The affair has implications for the other Caribbean territories too. All the constitutions of the Caribbean territories contain the right to marry someone of the opposite sex, but the courts of the Cayman Islands and Bermuda have ruled that this is not exclusive, and the denial of marriage denies other human rights. In the constitutions of Bermuda and the Cayman Islands there are no specific statements that their clauses apply to everyone regardless of sexual orientation, but in those of the BVI, TCO and Montserrat there is. Domestic Partnerships, at the very least must now be considered to be legal everywhere, and if a demand arises then arrangements would need to be put in place.

Bermuda and the Cayman Islands have spent millions of dollars fighting their cases, but similar actions in other Territories would now seem likely to fail. Montserrat would not have the money to fight a case anyway. The issue for the UK, and the Territory Governments, is whether they are willing to allow couples to marry, or enter a legal partnership, without first forcing them through a protracted, punative. and possibly pointless period of litigation.

An editorial in the Caymanian Times accepted that the Cayman Islands could no longer be “a place that time forgot” and that “faith is a personal decision that should not be forced on others”. But it also lamented the loss of “Christian Heritage” as an argument against pressure for change. “Two examples of laws that may change are the Saturday Midnight closing of Bars which was said to be related to Sunday Worship and also the absence of casinos and gaming laws. Many residents have publicly criticized the hypocrisy of these laws as Bars currently are allowed to open on Sunday mornings and raffles (a form of gambling) are allowed to be conducted as fund raising events.”

Of more significance is the impact on the prospects for greater independence. In his statement McLaughlin said; “We failed in our duty, depriving our own Caymanians of rights that they have under the law”. “We said to the UK and the world that the Cayman Islands Legislative Assembly has not sufficiently matured and cannot be trusted to carry out a fundamental duty to respect the rule of law. This very shameful event, that should have been avoided, left the UK Government with no other option.”

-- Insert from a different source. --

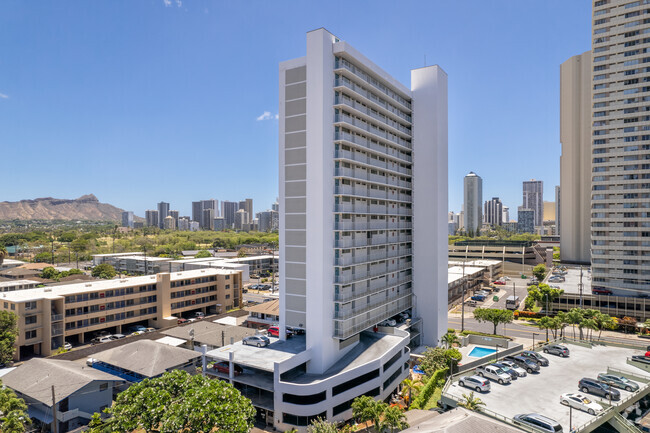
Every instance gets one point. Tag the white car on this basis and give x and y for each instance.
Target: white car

Last year McLaughlin had railed against the UK’s “shameful attempt to reproduce neo-colonialism” so his wording emphasises the point he makes now. He said: “What is also regrettable as a result of this is that the UK will undoubtedly now decide to retain Section 81 of the Constitution despite my having gotten them to agree to remove it as part of the pending Constitutional changes. I have always argued that it is unwise to encourage, and even worse to force the UK, as we have done, to act on behalf of the Legislative Assembly as having done so once they may find it easier to do so again in other circumstances. The failure of the Legislative Assembly to do its duty last Wednesday has set back our efforts at increased autonomy immeasurably.” This may also have a ripple effect across all the Territories.